Ir
¡Pinches críticos!
Mauricio González Lara @mauroforever

El Festival Internacional de Cine de Guadalajara obligó a Mauricio González Lara a reflexionar en torno al lugar actual de quienes se dedican a criticar las producciones nacionales y extranjeras.

Hace unas semanas se celebró la edición 30 del Festival Internacional de Guadalajara (FICG), evento que funciona como un escaparate para mostrar la producción más reciente del cine nacional e iberoamericano.

 

Desde hace algunos años, el FICG provoca una dinámica doble en redes sociales. Por un lado, una buena parte de los críticos de cine que cubren el festival se dedican a quejarse del nivel ínfimo de las películas proyectadas, sobre todo las nacionales. Aunque muchos juran no volver, casi siempre todos regresan bajo el argumento de que necesitan estar informados de lo que pasa en la industria cinematográfica mexicana (así produzca pura mierda, la mayoría de las veces). En el extremo opuesto se encuentran los involucrados con el proceso creativo o la distribución de los filmes exhibidos. Para ellos, los críticos son el origen de todos sus males (“¡pinches críticos!”, suelen decir), ya que en lugar de apoyarlos por el simple hecho de producir cine en México (labor, aceptemos, casi heroica), se dedican a la descalificación burlona. Hay trabajos que concilian a ambos bandos —Los insólitos peces gato, por ejemplo—, pero son casos aislados y poco frecuentes.

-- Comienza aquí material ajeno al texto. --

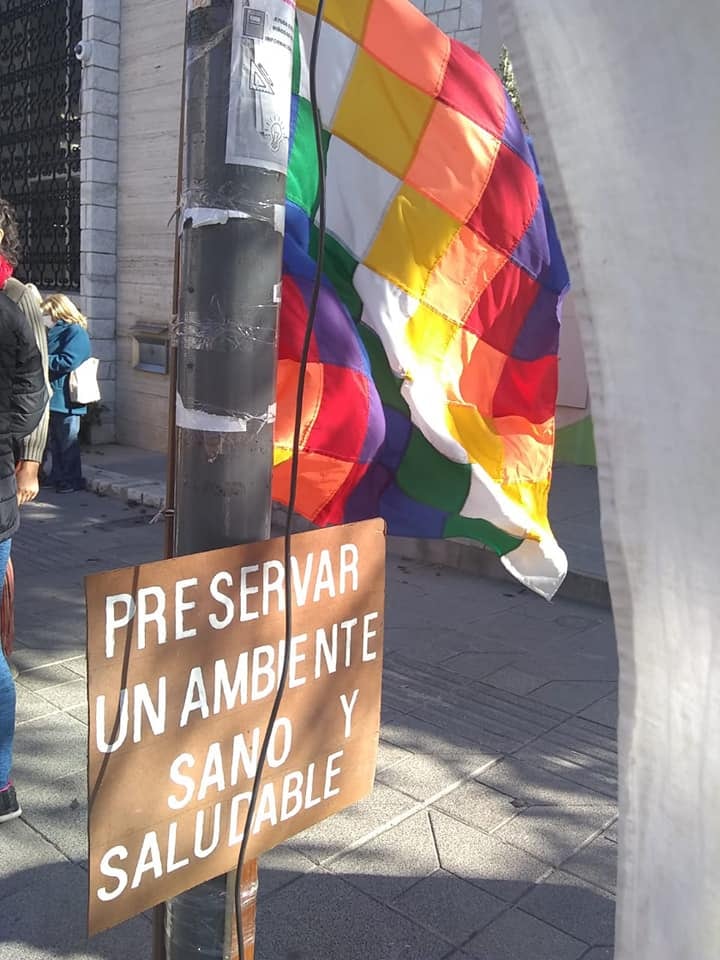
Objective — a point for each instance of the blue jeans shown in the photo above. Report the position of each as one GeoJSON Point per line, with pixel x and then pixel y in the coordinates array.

La percepción negativa hacia el crítico no se limita solamente al círculo festivalero. La audiencia general desprecia cada vez más la labor de este personaje. Es más, la crítica verdadera, la que aspira a analizar una película, está a punto de desaparecer del llamado “mainstream”. Los medios de circulación masiva que cuentan con alguien que pueda escribir un texto ambicioso sobre cine son ya estricta minoría. Es una profesión devaluada: por lo menos la mitad de la gente que escribe en periódicos y revistas sobre cine no cobra por lo que hace, sino que se contenta con recibir invitaciones a premieres o aceptar el ocasional viaje con gastos pagados a un junket de prensa (todo a cambio de manufacturar reseñas de cinco líneas que rematan con una calificación basada en números, colores o estrellitas). Sólo los cinéfilos más intensos le manifiestan todavía alguna clase de deferencia al crítico cinematográfico. Por eso es tan risible la postura de los creadores mexicanos en los festivales: a estas alturas, es más probable que la recomendación del cajero de Cinemex tenga más influencia en el público que la crítica negativa de un analista fílmico. No son pocos los que ven esto con simpatía, e incluso sostienen que la horizontalidad en la generación de influencia es una dinámica deseable y natural en estos nuevos tiempos mediáticos.

 

Tanto antagonismo es un error: la desaparición del crítico profesional es un fenómeno que debería preocuparle a todo aquel que disfrute de la narrativa audiovisual, pues implica la degradación del goce que asociamos con la experiencia cinematográfica (no sólo del que asociamos con las mal llamadas “salas de arte”, sino de todo el cine que conocemos). Hace algunos años, tuve la oportunidad de preguntarle a Jorge Ayala Blanco, quizá el analista fílmico más respetado de México, para qué servía un crítico de cine. Sin grandilocuencia, el aún colaborador de El Financiero respondió: “La crítica sirve para prolongar e intensificar el placer del cine. ¿Para qué otra cosa podría servir? El crítico es un compañero de butaca con el que puedes platicar y establecer una complicidad inteligente. Quiero creer que a mí me hubiera interesado leer las notas que hoy escribo cuando tenía 18 años. Me gusta pensar que escribo para el joven que yo fui”.

 

La labor del crítico profesional no está bien entendida. El crítico no es —o por lo menos, no debe ser— un fantoche que ejerce el oficio en aras de masajear su ego y erigirse en un juez mamón que dicta lo que debemos ver. Tampoco debe ser visto como un espejo con el que acreditamos opiniones y refirmamos certezas. Al contrario, como un detective experimentado, un buen crítico revela aspectos que quizá habíamos pasado por alto y nos permiten saber que no estábamos frente a un delito menor, sino ante un crimen diseñado por una mente maestra. La crítica de cine debe disfrutarse en función de un fin perfectamente egoísta: la generación de placer. Si el “cine es mejor que la vida”, como dijera Emilio García Riera, ¿por qué prescindir de sus analistas más avezados?